Current State Assessment
What Works
| Component | Location | Status |
|---|---|---|
| Conversation API route | apps/web-app/app/api/conversation/route.ts | Basic flow working |
| AI service orchestration | apps/web-app/lib/ai/enhanced-server-ai-service.ts | Multi-provider support |
| Gemini provider | apps/web-app/lib/ai/providers/gemini-provider.ts | Primary provider, working |
| Book context service | apps/web-app/lib/ai/book-context-service.ts | Fetches story previews |
| Conversation tagging | AI service | Working |
| Quality analysis | AI service | Working |
| Usage tracking | Rate limits | Working |
| Prompt templates | Database | Admin-configurable |
What’s Weak (Critical Gaps)
| Gap | Impact | Severity |
|---|---|---|
| No cross-session memory | AI doesn’t remember user across conversations | Critical |
| Regex-based context extraction | Misses semantic meaning, family relationships | Critical |
| 6-message fixed context window | Long conversations lose important earlier details | High |
| No story/recording retrieval | Conversations can’t reference user’s existing content | High |
| No user profiling | AI doesn’t adapt to communication style over time | Medium |
| No conversation compaction | No strategy for token limits | Medium |
| No memory transparency | Users can’t see/edit what AI remembers | Low (MVP) |
Current Context Manager Analysis
File: apps/web-app/lib/conversation/context-manager.ts
Current Flow:
User Message -> Regex extraction -> JSON summary -> LLM
Problems:
- Regex patterns miss semantic meaning
- Only last 6 messages in context
- No cross-session memory
- No story/recording retrieval
- Max 2000 characters (loses detail)
- Every API call sends full context (inefficient)DB Foundation Verification (Phase 1 — COMPLETE)

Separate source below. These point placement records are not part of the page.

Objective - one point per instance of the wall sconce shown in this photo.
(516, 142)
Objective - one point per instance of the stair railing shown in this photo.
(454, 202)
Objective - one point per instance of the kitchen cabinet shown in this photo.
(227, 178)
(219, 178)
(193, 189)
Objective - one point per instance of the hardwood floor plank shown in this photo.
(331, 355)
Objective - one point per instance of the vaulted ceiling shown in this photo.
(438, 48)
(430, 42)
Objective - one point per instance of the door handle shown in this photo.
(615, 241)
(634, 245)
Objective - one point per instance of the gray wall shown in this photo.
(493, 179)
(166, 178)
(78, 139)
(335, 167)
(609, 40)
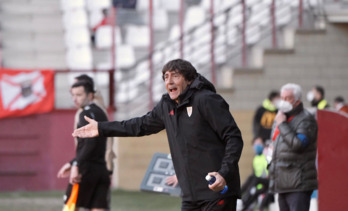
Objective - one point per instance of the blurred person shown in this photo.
(264, 116)
(340, 105)
(256, 186)
(203, 137)
(292, 170)
(88, 168)
(109, 153)
(317, 98)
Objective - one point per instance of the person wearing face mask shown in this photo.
(340, 106)
(292, 171)
(257, 183)
(316, 98)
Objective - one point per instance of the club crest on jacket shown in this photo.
(189, 111)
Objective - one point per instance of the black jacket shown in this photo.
(202, 134)
(293, 163)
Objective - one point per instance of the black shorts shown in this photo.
(93, 188)
(221, 204)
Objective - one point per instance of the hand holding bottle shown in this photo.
(216, 182)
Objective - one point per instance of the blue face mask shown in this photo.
(258, 148)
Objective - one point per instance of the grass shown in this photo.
(121, 201)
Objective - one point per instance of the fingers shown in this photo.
(89, 120)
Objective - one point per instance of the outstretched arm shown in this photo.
(87, 131)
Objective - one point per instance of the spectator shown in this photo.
(202, 134)
(127, 4)
(257, 183)
(264, 117)
(339, 105)
(317, 98)
(292, 170)
(88, 168)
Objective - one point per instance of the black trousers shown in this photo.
(222, 204)
(295, 201)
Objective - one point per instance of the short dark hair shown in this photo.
(273, 94)
(88, 87)
(339, 99)
(85, 77)
(184, 67)
(320, 89)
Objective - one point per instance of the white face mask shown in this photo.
(310, 96)
(284, 106)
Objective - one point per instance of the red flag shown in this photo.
(26, 92)
(71, 203)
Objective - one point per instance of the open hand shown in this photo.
(87, 131)
(219, 184)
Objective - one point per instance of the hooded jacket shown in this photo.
(293, 161)
(202, 134)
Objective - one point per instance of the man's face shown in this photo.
(175, 84)
(317, 95)
(288, 95)
(79, 96)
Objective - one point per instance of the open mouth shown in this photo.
(173, 90)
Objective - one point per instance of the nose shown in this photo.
(169, 80)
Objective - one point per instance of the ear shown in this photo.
(90, 96)
(298, 102)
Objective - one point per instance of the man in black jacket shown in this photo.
(292, 171)
(203, 137)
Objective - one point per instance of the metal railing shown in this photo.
(225, 37)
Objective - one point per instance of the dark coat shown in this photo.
(202, 134)
(293, 162)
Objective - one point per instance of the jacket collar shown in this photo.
(199, 83)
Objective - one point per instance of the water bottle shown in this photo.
(212, 179)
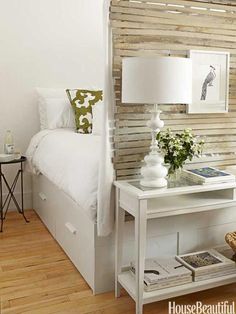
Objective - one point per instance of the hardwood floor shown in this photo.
(37, 277)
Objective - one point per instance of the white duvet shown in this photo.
(69, 160)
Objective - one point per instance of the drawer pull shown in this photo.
(71, 228)
(42, 196)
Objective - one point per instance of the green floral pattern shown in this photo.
(82, 101)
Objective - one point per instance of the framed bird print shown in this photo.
(210, 81)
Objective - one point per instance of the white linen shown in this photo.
(69, 160)
(98, 119)
(55, 110)
(105, 210)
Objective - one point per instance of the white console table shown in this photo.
(143, 204)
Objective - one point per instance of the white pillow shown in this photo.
(59, 113)
(98, 119)
(55, 110)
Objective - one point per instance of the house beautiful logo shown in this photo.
(199, 308)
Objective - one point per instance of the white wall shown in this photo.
(45, 43)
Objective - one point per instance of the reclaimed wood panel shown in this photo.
(171, 28)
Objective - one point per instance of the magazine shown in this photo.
(164, 271)
(207, 263)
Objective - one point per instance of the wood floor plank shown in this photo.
(36, 277)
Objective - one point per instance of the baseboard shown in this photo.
(28, 203)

Verified against live Supabase project qrlygafaejovxxlnkpxa on January 27, 2026:
| Component | Status | Notes |
|---|---|---|
| pgvector extension | Enabled | Version 0.8.0, working |
stories.content_embedding vector(1536) | Column exists | No data yet — pending embedding pipeline |
recordings.transcript_embedding vector(1536) | Column exists | No data yet — pending embedding pipeline |
user_memory table | Exists | 13 columns including metadata jsonb |
| HNSW index on stories | idx_stories_embedding | Created, ready |
| HNSW index on recordings | idx_recordings_embedding | Created, ready |
| HNSW index on user_memory | idx_user_memory_embedding | Created, ready |
search_unified_context() SQL function | Exists | Ready to use |
| RLS policies on user_memory | Configured | Users can only access own memories |
user_memory Table Schema (Verified)
CREATE TABLE user_memory (
id uuid PRIMARY KEY DEFAULT gen_random_uuid(),
user_id uuid NOT NULL REFERENCES auth.users(id) ON DELETE CASCADE,
memory_type text NOT NULL CHECK (memory_type IN ('fact', 'preference', 'relationship', 'event', 'theme')),
content text NOT NULL,
embedding vector(1536),
source_type text, -- 'conversation', 'story', 'recording', 'explicit'
source_id uuid,
importance_score numeric(3,2) DEFAULT 0.5,
confidence numeric(3,2) DEFAULT 0.8,
metadata jsonb DEFAULT '{}',
last_referenced_at timestamptz DEFAULT now(),
reference_count int DEFAULT 0,
created_at timestamptz DEFAULT now(),
updated_at timestamptz DEFAULT now()
);Memory Layer Decision (Weighted Analysis)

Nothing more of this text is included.